Clearly this is a soundtrack and a far cry from how well constructed their most famous albums were, but, as I said at the beginning, the band was at their creative peak and several of the songs on here can be considered forgotten gems in their discography. Especially because the band itself, except for Nick Mason who considers it one of their best works, turned their backs on the album, mainly because the production was not the best, with abrupt or over-long endings, and a sequencing that they also felt was disappointing; and therefore only a few of these songs were ever included in their live repertoire.


The album opened with two instrumental pieces, which had some interesting textures, but which sounded inevitably like filler, having been made with the intention of accompanying images rather than standing on their own, yet the two instrumentals that close each side are better than these first two and give many clues to the sound of The Dark Side Of The Moon. However, Obscured By Clouds is at its best when it comes to the actual songs themselves. They are not long pieces to improvise on - like Echoes or Shine On You Crazy Diamond - but three-minute pop songs, some with a more country feel, others with a more hard rock feel and some even with echoes of the Kinks.

First up is Burning Bridges, a composition by Rick Wright with lyrics by Roger Waters, sung by the keyboardist and
David Gilmour, it's a gentle, almost pastoral track that sounds wonderful when the two voices harmonise and Gilmour's guitar comes in - first the Black Strat and then a pedal steel. The Gold It's In The... is a hard rock song that gives Gilmour a chance to show off his guitar work, and even better is Wot's...Uh the Deal? a tune with music by the guitarist, and lyrics by Waters, reminiscent of Fat Old Sun, with its acoustic echoes and beautiful melody.


The second side opens with another marvel, Childhood's End, the first (and last until Waters' departure) song with lyrics by Gilmour in the band. It is a very interesting track that can be seen as an antecedent to Time, followed by Waters' only solo composition, Free Four, which was chosen as the only single from the album. Musically it is reminiscent of the late 60s Kinks, although the lyrics deal for the first time with the death of the bassist's father during World War II. The last little gem on the album is Stay, another Wright song with lyrics by Waters, with slight country touches, especially on Gilmour's guitar.

Obscured By Clouds
is, in short, the best of the band's soundtracks and the album that is most worthy of vindication, within the lesser-known ones, despite its faults.
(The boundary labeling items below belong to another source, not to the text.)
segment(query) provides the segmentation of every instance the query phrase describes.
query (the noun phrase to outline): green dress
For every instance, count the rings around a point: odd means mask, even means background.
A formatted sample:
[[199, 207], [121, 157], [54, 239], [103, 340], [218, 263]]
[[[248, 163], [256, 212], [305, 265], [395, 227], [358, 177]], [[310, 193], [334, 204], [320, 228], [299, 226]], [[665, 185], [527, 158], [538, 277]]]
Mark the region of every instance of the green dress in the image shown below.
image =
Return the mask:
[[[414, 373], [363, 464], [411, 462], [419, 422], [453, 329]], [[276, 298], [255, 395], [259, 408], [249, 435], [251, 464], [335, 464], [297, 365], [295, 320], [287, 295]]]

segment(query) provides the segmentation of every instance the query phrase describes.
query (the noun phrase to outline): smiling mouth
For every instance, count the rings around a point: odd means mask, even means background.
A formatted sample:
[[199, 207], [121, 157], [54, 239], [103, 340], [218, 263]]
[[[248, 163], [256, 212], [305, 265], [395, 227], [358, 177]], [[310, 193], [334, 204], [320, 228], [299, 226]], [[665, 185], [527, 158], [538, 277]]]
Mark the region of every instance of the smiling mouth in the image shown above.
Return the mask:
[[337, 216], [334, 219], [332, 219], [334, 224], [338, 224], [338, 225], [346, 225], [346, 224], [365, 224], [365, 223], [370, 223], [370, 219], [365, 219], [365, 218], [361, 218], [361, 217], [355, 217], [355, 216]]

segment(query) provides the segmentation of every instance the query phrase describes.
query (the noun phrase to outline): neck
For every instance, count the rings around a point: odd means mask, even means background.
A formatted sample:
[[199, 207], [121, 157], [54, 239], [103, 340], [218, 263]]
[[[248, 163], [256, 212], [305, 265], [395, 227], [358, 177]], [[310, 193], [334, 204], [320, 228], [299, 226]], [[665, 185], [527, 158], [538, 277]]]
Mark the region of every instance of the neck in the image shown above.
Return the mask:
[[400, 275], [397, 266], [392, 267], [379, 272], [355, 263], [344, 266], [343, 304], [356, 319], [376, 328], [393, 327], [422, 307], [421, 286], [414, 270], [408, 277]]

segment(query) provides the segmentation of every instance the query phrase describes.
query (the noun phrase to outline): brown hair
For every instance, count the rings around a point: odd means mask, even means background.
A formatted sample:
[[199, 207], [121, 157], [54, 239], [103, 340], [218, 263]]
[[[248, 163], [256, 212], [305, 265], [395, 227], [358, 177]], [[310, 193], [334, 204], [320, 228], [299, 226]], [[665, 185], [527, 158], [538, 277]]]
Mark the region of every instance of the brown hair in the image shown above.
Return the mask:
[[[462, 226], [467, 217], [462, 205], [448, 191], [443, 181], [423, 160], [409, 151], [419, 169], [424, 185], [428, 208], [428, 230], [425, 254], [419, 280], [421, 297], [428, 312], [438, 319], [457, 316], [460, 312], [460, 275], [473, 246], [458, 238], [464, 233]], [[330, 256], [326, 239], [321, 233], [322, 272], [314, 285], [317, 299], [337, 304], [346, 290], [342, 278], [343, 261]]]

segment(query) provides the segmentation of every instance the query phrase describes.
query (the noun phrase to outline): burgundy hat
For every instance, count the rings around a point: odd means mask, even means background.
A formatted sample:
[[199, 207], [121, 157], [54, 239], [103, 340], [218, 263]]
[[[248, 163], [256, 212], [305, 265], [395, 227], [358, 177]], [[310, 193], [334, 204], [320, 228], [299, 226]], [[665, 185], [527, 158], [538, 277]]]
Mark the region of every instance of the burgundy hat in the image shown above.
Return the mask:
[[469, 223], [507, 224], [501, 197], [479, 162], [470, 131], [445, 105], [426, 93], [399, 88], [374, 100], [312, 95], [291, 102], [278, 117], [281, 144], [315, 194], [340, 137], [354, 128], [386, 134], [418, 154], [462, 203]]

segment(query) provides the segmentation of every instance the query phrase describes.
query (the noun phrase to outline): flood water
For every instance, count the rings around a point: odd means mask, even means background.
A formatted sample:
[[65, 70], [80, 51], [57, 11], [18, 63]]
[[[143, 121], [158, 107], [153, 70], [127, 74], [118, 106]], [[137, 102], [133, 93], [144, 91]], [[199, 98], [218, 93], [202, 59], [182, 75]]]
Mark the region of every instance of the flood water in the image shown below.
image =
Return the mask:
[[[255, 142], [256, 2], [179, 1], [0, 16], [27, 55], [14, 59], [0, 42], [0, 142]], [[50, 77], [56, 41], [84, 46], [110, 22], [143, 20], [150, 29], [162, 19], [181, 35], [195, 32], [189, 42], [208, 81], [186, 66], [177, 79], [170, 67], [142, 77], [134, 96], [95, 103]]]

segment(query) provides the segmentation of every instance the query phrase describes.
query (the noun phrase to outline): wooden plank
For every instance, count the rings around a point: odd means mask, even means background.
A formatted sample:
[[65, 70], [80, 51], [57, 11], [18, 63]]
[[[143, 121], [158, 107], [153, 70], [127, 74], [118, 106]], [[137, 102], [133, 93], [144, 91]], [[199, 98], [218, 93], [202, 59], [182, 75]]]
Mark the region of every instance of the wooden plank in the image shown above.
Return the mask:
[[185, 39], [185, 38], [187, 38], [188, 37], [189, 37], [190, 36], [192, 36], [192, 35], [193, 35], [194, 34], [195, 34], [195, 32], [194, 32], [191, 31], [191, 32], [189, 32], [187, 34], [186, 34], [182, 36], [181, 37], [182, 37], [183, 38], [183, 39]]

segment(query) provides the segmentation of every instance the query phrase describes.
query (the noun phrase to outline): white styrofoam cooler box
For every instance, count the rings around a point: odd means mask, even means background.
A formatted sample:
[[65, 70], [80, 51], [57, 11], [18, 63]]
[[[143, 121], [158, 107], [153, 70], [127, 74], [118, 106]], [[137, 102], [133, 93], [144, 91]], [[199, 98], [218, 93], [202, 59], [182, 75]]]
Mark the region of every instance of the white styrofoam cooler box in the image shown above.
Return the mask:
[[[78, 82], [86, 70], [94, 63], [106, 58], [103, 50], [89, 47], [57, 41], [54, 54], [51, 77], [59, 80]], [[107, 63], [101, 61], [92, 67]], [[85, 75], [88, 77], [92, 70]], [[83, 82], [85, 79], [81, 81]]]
I think that, without being a masterpiece, it is the band's most underrated album and, possibly, the best outside the tetralogy made up of The Dark Side Of The Moon, Wish You Were Here, Animals and The Wall, their debut album (led by Syd Barrett) and the fundamental Meddle. The album was called Obscured By Clouds but it could have been called Obscured By The Dark Side Of The Moon, and when Dark Side came out it was buried under the latter’s enormous success; an unfair fate that it really didn't deserve.